It had not always been this way. Until the late 1930s, a magnificent monochrome stained glass window - a grisaille window - from the 17th century, based on Michelangelo's Last Judgment in the Sistine Chapel, had filled the west wall, and the light in the chapel was mellow and muted, so the ancient wood and the carved stone gleamed with a dull gleam. On entering, as one's eyes adjusted to the sombreness, there was no doubt one was in a place reserved for meditation and prayer.
But then all changed. The threat of war with Germany loomed, and the window was dismantled for safe keeping (ironically it was severely damaged in the process) and put into storage. The man responsible for the window went off to war, and was killed. And in the years of post-war austerity, perhaps that flatness, that mundane light of day, seemed grimly right for the times. Or perhaps people just forgot, or had more pressing things on their minds. Whatever the reason, the plain west window stayed the way it was.
In 1992, however, a member of the college called Stuart Lever became Master of the Worshipful Company of Glaziers and Painters of Glass and decided to mark his year in office by making a start on the restoration of the west window, using the original glass where possible and replacing it where it was not. He chose to restore a small panel above the main window. It looked fine.

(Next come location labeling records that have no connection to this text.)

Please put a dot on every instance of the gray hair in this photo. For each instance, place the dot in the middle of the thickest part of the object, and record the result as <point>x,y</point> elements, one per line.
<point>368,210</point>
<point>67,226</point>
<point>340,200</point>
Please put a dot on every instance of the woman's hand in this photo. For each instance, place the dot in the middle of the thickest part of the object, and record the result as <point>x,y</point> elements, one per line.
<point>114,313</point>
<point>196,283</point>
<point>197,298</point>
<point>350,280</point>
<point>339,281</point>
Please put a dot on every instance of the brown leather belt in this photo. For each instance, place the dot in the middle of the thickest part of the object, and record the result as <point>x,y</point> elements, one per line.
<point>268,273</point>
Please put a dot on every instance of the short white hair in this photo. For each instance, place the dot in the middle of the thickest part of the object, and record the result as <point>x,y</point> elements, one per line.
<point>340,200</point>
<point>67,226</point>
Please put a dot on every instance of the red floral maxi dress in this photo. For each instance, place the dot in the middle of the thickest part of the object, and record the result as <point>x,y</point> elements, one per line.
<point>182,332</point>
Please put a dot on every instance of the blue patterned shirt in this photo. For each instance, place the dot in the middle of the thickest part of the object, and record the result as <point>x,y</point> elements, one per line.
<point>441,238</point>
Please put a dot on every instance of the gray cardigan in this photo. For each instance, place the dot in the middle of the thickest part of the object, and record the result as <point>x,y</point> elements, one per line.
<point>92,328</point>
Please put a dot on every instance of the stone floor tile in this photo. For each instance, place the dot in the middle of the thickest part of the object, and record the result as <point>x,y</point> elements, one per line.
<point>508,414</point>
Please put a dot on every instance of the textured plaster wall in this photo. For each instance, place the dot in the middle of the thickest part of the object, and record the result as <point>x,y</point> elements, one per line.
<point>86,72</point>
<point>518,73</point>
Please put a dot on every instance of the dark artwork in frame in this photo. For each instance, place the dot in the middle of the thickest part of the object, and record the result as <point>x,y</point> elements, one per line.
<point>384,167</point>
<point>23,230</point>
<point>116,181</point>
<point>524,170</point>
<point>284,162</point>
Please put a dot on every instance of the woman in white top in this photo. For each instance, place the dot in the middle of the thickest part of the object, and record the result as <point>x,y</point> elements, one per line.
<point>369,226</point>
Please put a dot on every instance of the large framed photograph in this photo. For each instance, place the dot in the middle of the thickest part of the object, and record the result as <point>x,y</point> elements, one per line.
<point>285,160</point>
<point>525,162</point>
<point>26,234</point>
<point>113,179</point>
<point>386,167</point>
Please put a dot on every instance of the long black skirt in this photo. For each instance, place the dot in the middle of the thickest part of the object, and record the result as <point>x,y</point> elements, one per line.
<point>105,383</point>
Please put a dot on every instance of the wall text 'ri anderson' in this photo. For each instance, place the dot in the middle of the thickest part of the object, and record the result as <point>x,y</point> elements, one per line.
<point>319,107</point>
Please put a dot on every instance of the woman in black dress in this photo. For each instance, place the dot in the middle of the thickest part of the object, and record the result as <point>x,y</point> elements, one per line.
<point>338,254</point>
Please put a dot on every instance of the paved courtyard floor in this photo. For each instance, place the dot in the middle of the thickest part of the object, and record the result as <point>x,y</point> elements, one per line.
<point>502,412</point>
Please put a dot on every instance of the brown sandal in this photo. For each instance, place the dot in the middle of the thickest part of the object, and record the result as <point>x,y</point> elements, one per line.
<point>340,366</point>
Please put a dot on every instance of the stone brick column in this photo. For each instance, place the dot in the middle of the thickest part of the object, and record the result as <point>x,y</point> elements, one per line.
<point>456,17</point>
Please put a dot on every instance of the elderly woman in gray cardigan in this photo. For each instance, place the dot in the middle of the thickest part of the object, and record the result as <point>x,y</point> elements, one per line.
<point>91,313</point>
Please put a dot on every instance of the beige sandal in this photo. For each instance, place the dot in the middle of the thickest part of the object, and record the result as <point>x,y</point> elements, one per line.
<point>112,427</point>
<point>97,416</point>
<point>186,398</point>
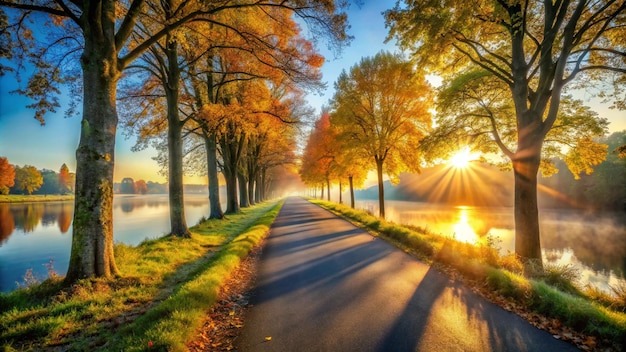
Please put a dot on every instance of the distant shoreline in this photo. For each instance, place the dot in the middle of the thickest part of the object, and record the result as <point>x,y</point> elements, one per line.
<point>24,198</point>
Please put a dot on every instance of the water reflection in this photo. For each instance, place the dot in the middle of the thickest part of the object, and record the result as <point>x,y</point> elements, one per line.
<point>595,244</point>
<point>463,231</point>
<point>25,217</point>
<point>33,234</point>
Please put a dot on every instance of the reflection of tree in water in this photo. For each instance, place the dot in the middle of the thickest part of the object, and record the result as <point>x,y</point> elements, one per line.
<point>7,224</point>
<point>598,242</point>
<point>131,203</point>
<point>28,216</point>
<point>64,218</point>
<point>49,217</point>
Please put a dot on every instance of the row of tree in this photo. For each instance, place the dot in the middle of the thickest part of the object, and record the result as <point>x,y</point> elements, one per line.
<point>227,74</point>
<point>28,179</point>
<point>506,68</point>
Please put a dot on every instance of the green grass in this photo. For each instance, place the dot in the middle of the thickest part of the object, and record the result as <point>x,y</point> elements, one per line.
<point>549,291</point>
<point>168,285</point>
<point>24,198</point>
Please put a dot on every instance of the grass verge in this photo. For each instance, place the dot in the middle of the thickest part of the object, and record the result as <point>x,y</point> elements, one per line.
<point>159,304</point>
<point>23,198</point>
<point>547,292</point>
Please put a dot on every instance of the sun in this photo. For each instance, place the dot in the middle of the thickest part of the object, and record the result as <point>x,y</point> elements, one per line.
<point>462,158</point>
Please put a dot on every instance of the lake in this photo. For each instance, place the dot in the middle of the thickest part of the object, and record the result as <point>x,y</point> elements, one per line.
<point>594,243</point>
<point>33,235</point>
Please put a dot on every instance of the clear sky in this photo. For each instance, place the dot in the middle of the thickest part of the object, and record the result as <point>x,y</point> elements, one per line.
<point>24,141</point>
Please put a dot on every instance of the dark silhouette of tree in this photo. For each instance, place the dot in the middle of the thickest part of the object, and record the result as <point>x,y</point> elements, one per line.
<point>65,180</point>
<point>127,186</point>
<point>535,49</point>
<point>7,175</point>
<point>381,108</point>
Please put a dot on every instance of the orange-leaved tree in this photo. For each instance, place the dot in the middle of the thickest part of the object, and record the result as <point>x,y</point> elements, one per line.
<point>319,154</point>
<point>381,109</point>
<point>93,37</point>
<point>7,175</point>
<point>535,50</point>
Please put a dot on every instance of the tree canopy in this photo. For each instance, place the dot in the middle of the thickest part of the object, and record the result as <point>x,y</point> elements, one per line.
<point>536,50</point>
<point>381,107</point>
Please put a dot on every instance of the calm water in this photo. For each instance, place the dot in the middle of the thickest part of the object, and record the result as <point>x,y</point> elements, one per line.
<point>594,243</point>
<point>33,234</point>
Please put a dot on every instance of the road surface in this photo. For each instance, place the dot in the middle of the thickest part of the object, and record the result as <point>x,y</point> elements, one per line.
<point>326,285</point>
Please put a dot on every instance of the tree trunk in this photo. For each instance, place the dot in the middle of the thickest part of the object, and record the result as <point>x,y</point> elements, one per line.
<point>232,204</point>
<point>92,235</point>
<point>351,192</point>
<point>257,189</point>
<point>251,193</point>
<point>263,184</point>
<point>381,188</point>
<point>527,234</point>
<point>328,188</point>
<point>178,222</point>
<point>210,142</point>
<point>340,195</point>
<point>244,202</point>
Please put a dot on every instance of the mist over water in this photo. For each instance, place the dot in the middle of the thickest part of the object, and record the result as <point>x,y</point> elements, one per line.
<point>32,235</point>
<point>594,243</point>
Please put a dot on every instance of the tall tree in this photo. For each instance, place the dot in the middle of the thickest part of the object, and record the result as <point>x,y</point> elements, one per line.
<point>65,179</point>
<point>28,179</point>
<point>7,175</point>
<point>100,31</point>
<point>536,49</point>
<point>381,107</point>
<point>319,155</point>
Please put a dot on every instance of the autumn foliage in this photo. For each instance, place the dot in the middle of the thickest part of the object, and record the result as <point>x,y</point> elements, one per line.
<point>7,175</point>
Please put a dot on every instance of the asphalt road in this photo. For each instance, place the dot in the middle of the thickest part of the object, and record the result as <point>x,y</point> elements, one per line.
<point>325,285</point>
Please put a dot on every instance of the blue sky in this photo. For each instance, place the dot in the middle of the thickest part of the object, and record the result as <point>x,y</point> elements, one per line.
<point>24,141</point>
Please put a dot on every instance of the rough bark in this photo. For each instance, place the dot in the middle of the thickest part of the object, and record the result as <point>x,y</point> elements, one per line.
<point>92,237</point>
<point>210,142</point>
<point>242,181</point>
<point>525,168</point>
<point>351,192</point>
<point>328,188</point>
<point>340,195</point>
<point>229,154</point>
<point>178,222</point>
<point>381,188</point>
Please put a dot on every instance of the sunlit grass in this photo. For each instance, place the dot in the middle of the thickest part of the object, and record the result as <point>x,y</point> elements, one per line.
<point>549,292</point>
<point>167,286</point>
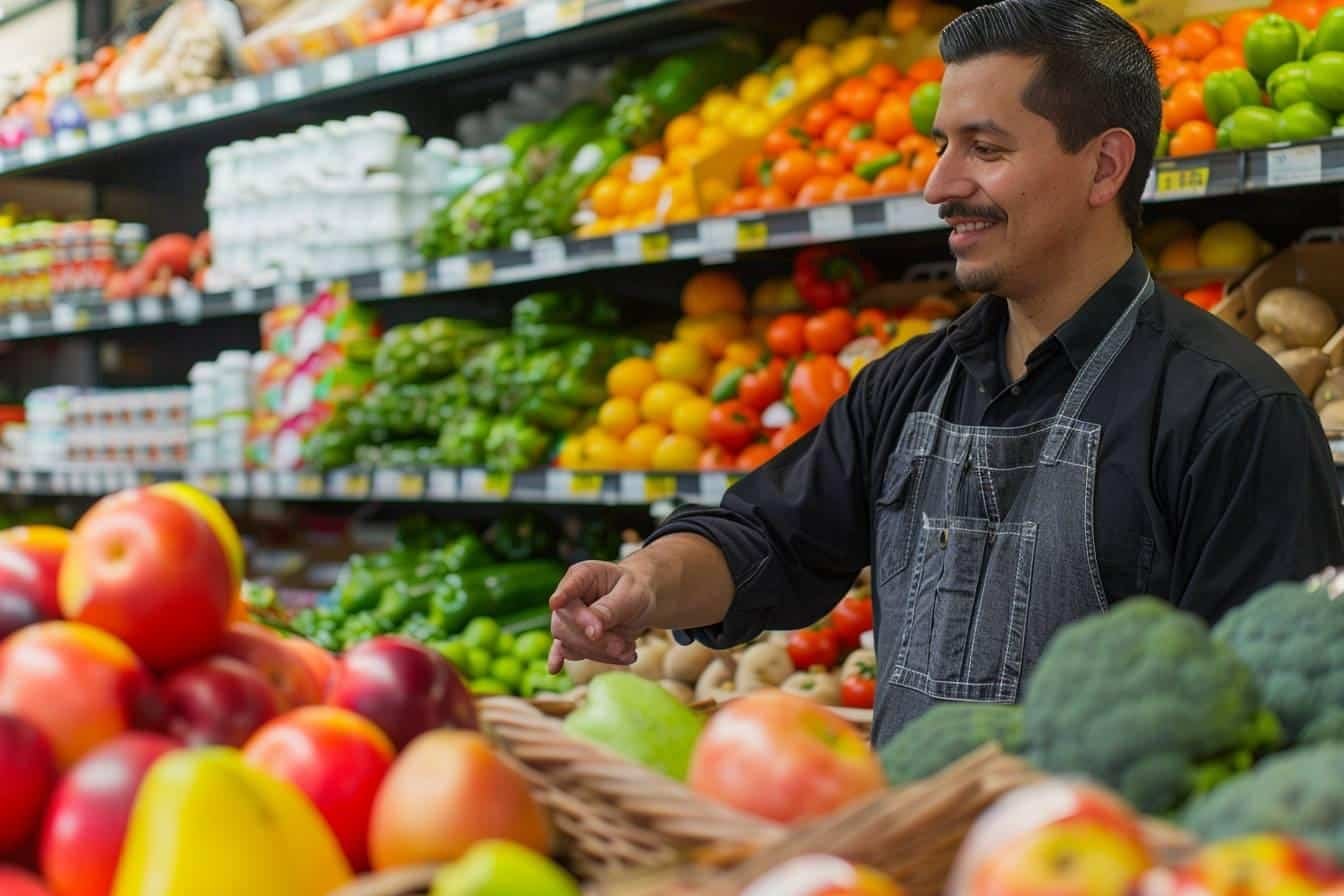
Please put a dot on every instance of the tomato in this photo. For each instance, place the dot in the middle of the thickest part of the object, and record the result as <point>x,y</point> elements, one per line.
<point>813,648</point>
<point>850,619</point>
<point>788,435</point>
<point>761,388</point>
<point>815,386</point>
<point>828,331</point>
<point>858,692</point>
<point>754,456</point>
<point>733,425</point>
<point>784,336</point>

There the matter might have rested. But in a place like Magdalen College, with a history stretching back more than 500 years and with alumni who include Tyndale, Gibbon, Joseph Addison, and Oscar Wilde, the present is an endless conversation with the past. In 1994 a film crew arrived at Magdalen for the location shooting for the film Shadowlands, starring Anthony Hopkins, the broadly factual account of one of the college's most famous recent fellows, the theologian and writer C S Lewis. One scene for the film was shot in the chapel, and the art director, unhappy with the baldness of the light from the west window, taped a painted impression of the Last Judgment scene over it, to approximate the way it must have looked in the past.

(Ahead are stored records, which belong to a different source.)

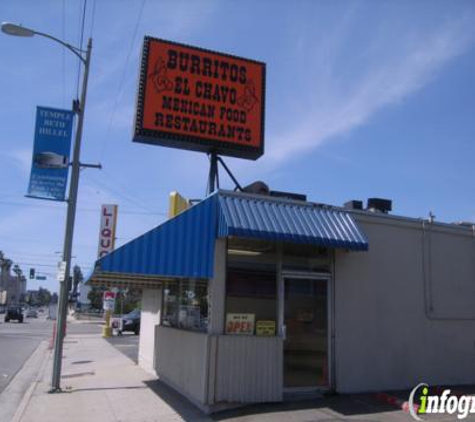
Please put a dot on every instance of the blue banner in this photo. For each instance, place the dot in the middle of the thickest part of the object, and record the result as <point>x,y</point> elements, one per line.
<point>50,164</point>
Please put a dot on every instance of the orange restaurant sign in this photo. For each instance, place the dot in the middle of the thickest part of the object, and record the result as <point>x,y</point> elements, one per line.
<point>201,100</point>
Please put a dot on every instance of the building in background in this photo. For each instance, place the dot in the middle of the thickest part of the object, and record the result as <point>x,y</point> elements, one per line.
<point>12,286</point>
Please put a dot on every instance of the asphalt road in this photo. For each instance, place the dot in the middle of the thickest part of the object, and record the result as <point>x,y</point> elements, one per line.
<point>19,341</point>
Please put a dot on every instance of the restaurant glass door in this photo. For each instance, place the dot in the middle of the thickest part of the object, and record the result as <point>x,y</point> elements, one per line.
<point>306,332</point>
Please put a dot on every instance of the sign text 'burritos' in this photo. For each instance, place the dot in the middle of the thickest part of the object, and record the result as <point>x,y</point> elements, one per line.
<point>200,100</point>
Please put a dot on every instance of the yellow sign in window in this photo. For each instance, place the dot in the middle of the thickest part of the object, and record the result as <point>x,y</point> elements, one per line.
<point>265,328</point>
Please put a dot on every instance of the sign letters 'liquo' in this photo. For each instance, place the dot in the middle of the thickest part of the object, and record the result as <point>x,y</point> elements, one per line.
<point>201,100</point>
<point>107,229</point>
<point>49,168</point>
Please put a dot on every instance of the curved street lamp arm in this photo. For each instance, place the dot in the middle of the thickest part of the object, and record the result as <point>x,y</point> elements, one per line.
<point>77,51</point>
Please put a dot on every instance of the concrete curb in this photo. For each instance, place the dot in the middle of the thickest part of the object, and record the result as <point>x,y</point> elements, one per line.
<point>11,402</point>
<point>31,389</point>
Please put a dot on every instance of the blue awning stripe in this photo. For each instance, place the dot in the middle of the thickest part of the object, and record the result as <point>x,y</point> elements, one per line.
<point>184,245</point>
<point>268,218</point>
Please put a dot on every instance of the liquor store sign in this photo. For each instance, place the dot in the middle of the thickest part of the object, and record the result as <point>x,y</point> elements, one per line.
<point>197,99</point>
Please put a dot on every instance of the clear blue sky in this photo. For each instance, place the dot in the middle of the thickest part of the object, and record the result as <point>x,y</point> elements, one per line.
<point>364,99</point>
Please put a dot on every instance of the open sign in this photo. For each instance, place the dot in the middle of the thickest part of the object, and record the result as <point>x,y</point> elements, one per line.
<point>240,324</point>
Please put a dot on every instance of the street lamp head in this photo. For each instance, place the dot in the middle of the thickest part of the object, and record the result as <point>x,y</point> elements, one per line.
<point>16,30</point>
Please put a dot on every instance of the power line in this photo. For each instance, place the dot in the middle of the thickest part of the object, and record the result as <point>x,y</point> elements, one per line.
<point>45,207</point>
<point>81,41</point>
<point>122,81</point>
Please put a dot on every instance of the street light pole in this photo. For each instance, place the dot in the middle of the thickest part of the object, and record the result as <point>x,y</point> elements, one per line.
<point>69,232</point>
<point>21,31</point>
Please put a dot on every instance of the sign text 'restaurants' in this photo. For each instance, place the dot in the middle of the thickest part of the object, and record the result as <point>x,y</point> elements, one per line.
<point>197,99</point>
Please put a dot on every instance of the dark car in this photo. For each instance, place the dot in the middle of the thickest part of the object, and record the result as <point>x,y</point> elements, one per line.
<point>14,313</point>
<point>130,322</point>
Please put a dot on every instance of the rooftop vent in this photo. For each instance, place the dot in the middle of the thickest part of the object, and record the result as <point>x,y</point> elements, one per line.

Anthony Smith, the president of the college and a former director of the British Film Institute, was impressed. Memories were jogged, archives consulted. With a handsome anonymous donation from an American member of the college, the project to restore the entire window was under way.
It was the latest twist in a tale of miraculous survival. During the Civil War, in their campaign against what were called "tokens of monarchy and monuments of superstition", Cromwell's troopers dragged all the coloured glass in the chapel windows down from the walls, laid it on the chapel floor and trampled back and forth across it on horseback until it was broken into small pieces.
The Last Judgment window in the west wall had been completed only a few years before, in the 1630s, the work of one Richard Greenbury. But mysteriously, Cromwell's soldiers left it alone. Perhaps the subdued shades were more acceptable to Puritans who could not abide the flashy greens and scarlets elsewhere; or perhaps the Last Judgment theme kept them at a respectful distance. Whatever the reason, the window was left intact and in situ. When it was shattered, some 60 years later, it was not religious fanaticism but the Great Storm of 1702 that did it. Ninety years after that the college authorities finally got around to repairing it, and the glass painter they chose to do the job, Francis Eginton, replaced the severe blacks and greys of the original with the warm coffee tones that survive today.
The filming of Shadowlands stirred Magdalen with the desire to restore that mellow glory. But where was the glass? One of the down-sides to having a history that goes back half a millennium is that you accumulate a lot of lumber. "We've got a farm outside Oxford full of stuff awaiting restoration, and we found some of the Last Judgment glass there," Anthony Smith recalls. "But when Peter Archer of Chapel Studio, the restorers, looked at it, he said there was a lot missing. So we turned the college upside down looking for the rest of it - we have acres of outhouses - but nothing came to light.
"Finally the college butler, Terry Newport, remembered that his predecessor had told him that his predecessor had told him that there was a lot of glass stored in wine boxes in a ventilation tunnel that runs alongside the wine cellars under the New Buildings [constructed in 1735]." When the clerk of works ventured down - he had to crawl 60 or 70 yards - sure enough, there it was. The boxes had rotted away and much of the glass was broken, but the bulk of it was there."
Peter Archer of Chapel Studio, a leading stained glass restorer, then set to work on the jigsaw puzzle, creating new pieces where there were gaps. The technique of grisaille is painting in reverse: first you coat the entire surface uniformly with brown pigment, made from ground glass and metal oxides; then, when dry, you pick it away with brushes and needles to create the image. "We had half a dozen people working on it and it took about nine months," says Peter Archer. "It was particularly difficult because the original was so finely done, exquisitely painted, and we had to replicate that quality."
Their long effort paid off: in the finished window it is impossible to tell the new parts from the old, and the work has become a collaborative effort by great craftsmen that spans four centuries; a work that has triumphed over weather, war and apathy to survive.